Which Sectors Are Falling?

Technology fell 4.88%, the day’s worst, as the chip rout spread. The gap between the best and worst tech performers has widened toward dotcom-peak extremes, with AMD off 9.35%, Micron (MU) down 9.09%, and Oracle (ORCL) down 5.75%.

Stock HeatmapStock Heatmap: FinViz

Energy dropped 2.13% as oil slipped on stalled US-Iran progress, cutting expected revenue for producers. Basic Materials fell 1.44% as a firmer dollar made commodities costlier for global buyers, while higher rates raised the cost of holding non-yielding metals.

Major Stock News Investors Are Watching

Nuvalent (NUVL) surged 39.52% after GSK (GSK) agreed to buy the oncology-focused firm in a $10.6 billion all-cash deal at roughly a 40% premium. The pop shows money still chases company-specific catalysts even on risk-off days.

Apple (AAPL) fell 3.65%, pressured beyond the chip rout by reports that CEO Tim Cook will step down in September, with John Ternus named successor. Leadership transitions raise uncertainty, which investors tend to sell first and assess later.

What Are Investors Watching Next?

The May Consumer Price Index (CPI) is released on Wednesday, June 10, and it now dominates the outlook.

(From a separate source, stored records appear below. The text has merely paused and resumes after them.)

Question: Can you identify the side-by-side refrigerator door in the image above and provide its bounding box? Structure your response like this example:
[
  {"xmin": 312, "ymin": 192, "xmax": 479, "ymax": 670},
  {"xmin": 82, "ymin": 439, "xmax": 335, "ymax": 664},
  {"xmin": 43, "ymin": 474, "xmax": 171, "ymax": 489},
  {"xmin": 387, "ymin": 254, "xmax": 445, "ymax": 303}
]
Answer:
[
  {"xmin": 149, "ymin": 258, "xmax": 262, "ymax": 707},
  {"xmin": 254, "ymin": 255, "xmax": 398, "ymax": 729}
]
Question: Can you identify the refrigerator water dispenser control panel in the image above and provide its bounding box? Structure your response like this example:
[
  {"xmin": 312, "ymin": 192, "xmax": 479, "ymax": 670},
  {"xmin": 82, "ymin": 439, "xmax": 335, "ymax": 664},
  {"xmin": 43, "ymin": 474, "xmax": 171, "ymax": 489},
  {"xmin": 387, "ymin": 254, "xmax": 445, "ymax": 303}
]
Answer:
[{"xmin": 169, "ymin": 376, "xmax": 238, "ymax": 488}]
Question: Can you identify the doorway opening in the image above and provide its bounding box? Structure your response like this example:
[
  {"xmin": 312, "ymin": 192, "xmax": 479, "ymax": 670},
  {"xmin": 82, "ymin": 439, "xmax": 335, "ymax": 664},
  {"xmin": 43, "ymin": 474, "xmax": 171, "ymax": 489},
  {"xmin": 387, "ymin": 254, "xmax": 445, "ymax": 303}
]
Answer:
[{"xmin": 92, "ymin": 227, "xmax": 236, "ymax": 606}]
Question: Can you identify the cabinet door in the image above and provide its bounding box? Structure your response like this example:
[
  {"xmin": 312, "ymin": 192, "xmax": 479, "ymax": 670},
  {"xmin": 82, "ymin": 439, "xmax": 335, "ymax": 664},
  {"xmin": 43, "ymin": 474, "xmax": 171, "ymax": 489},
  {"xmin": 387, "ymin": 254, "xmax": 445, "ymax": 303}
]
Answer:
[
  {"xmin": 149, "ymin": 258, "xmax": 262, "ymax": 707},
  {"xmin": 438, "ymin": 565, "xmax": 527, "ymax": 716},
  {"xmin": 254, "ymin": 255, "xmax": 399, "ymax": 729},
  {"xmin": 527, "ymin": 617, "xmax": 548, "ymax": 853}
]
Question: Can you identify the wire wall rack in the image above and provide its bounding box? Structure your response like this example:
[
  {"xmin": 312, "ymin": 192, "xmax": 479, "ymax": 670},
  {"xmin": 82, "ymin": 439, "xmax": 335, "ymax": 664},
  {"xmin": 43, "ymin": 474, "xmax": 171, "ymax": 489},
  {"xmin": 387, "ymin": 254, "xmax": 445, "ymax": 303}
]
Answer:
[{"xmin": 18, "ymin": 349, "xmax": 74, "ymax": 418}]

April inflation already ran hot at 3.8% year over year, so another high print would harden the case for a rate hike and deepen the selloff.

Traders then turn to the Federal Reserve meeting on June 16 and 17.

A hold above 7,333 on the S&P 500 would steady sentiment before the data, while a hot CPI and a break below it would confirm the BofA caution is taking hold.